Parathyroid hormone promotes the disassembly of cytoskeletal actin and myosin in cultured osteoblastic cells: Mediation by cyclic AMP

Abstract

Parathyroid hormone (PTH) alters the shape of osteoblastic cells both in vivo and in vitro. In this study, we examined the effect of PTH on cytoskeletal actin and myosin, estimated by polyacrylamide gel electrophoresis of Triton X-100 (1%) nonextractable proteins. After 2–5 minutes, PTH caused a rapid and transient decrease of 50–60% in polymerized actin and myosin associated with the Triton X–100 nonextractable cytoskeleton. Polymerized actin returned to control levels by 30 min. The PTH effect was dose-dependent with an IC₅₀ of about 1 nM, and was partially inhibited by the (3–34) PTH antagonist.

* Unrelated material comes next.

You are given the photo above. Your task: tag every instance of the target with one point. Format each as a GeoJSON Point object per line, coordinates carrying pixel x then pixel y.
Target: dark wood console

PTH caused a rapid transient rise in cyclic AMP (cAMP) in these cells that peaked at 4 min, while the nadir in cytoskeletal actin and myosin was recorded around 5 min. The intracellular calcium chelator Quin-2/AM (10 μM) also decreased cytoskeletal actin and myosin, to the same extent as did PTH (100 nM). To distinguish between cAMP elevation and Ca⁺⁺ reduction as mediators of PTH action, we measured the phosphorylation of the 20 kD (Pl 4.9) myosin light chain in cells preincubated with [³²P]-orthophosphate. The phosphorylation of this protein decreased within 2–3 min after PTH addition and returned to control levels after 5 min. The calcium ionophore A-23187 did not antagonize this PTH effect. Visualization of microfilaments with rhodamine-conjugated phalloidin showed that PTH altered the cytoskeleton by decreasing the number of stress fibers. These changes in the cytoskeleton paralleled changes in the shape of the cells from a spread configuration to a stellate form with retracting processes. The above findings indicate that the alteration in osteoblast shape produced by PTH involve relatively rapid and transient changes in cytoskeletal organization that appear to be mediated by cAMP.